If 9/2016 is not the last period of previous book year, but it’s 10/2016 and in that period we counter book that amount (so the end value of 140000 is back to zero), then it’ll explain why you have 0,00 as an opening balance @Katrien
apparently I got confused quite a lot yesterday : the opening value is of course calculated by taking the result of the account in the last period of previous book year (and not taken the current value minus that value of last year). My apologies.
Anyway, still need to dive deeper into this because I can only think of something related to book years.
Looked deeper into this, and it seems there is a setting wrong in the company data:
Not sure how it got there, but if you have data in years before 2017, this setting should be changed to 2013-09-30 perhaps?
This setting makes it so that we can’t look a (book)year back in Liquid if we are in 2017 (because we think it’s the first year, and therefor there is no previous year).
Can I fix this to 2013-09-30 for you?
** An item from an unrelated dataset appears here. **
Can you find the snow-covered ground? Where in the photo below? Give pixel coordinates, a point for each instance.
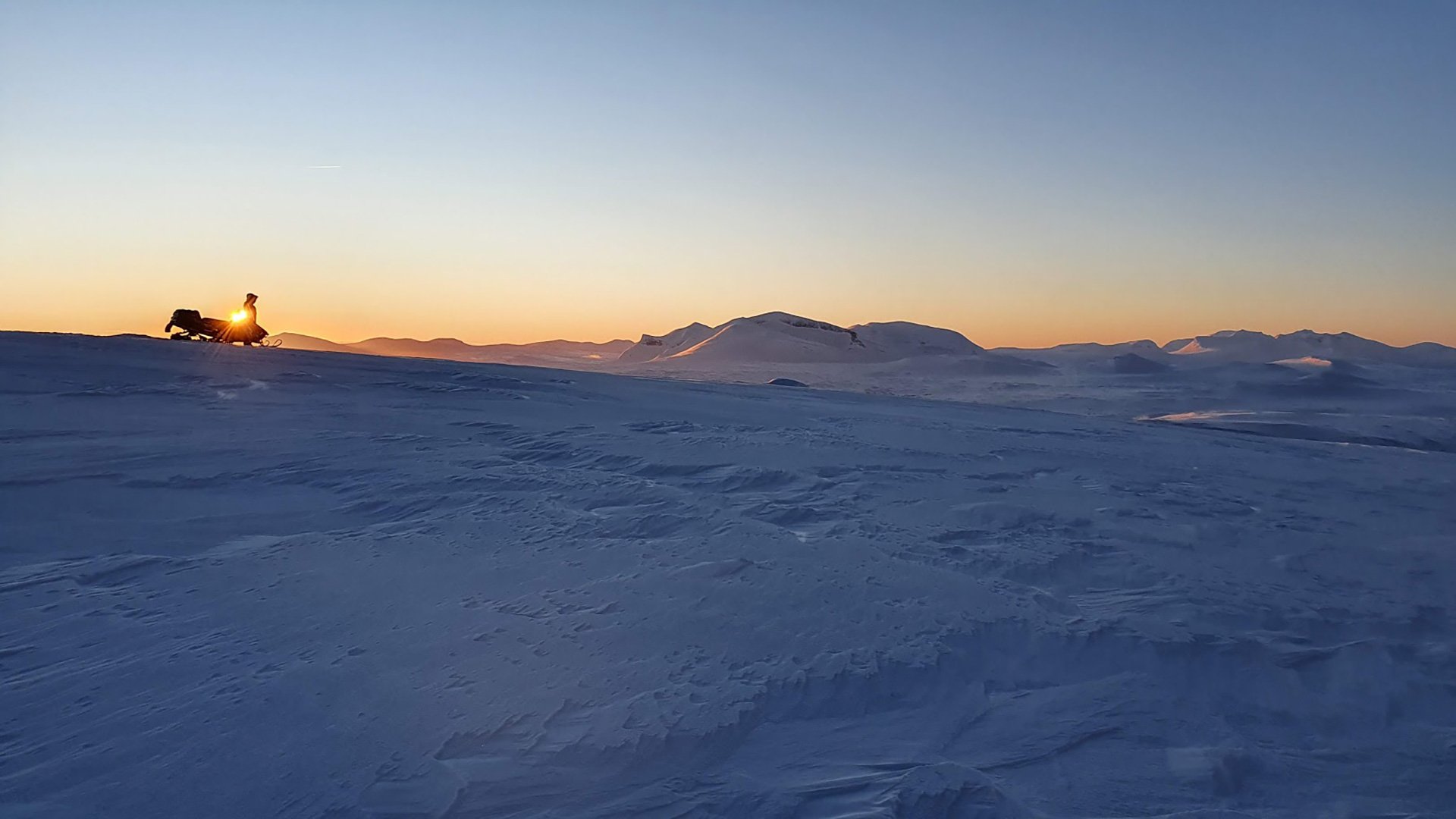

I think it’ll work then.
Done that just now @Katrien, should work again now. Think it was related because the file switched from sync A (which has end first year on 2013 probably) to sync B (which probably has 2017 as first year).
Minor bug (not related to Liquid directly) that I’ve sent to our dev-team for a future fix of course.
Sorry for going back and forth @Katrien, but found it now.
The issue is that in the current period 9/2017 the account 140000 is actually ZERO
Probably related to sync B where no opening balance is booked in the accounting tool; you can fix that however with this:
This will generate the opening balance from within Silverfin, based upon what we have of numbers in the previous year of Silverfin.
But that’s not the point. The objects opening_balance will only be displayed if the account in the current period has data (which it doesn’t). That’s standard if you select accounts that we don’t display it if it hasn’t data in the current period.
By this code you can test that:
{% for acc in period.accounts.140000 %}
{{ acc.opening_value }}
{% endfor %}
It won’t show the opening balance; if you add the attribute include_zeros however:
{% for acc in period.accounts.140000.include_zeros %}
{{ acc.opening_value }}
{% endfor %}
It will display the opening balance. Because then we look at accounts in the current period that are zero as well.
However, it is correct we assume this because in reality, that account actually doesn’t have a opening balance in 9/2017 (but that’s not directly related to the Liquid issue here, sort of).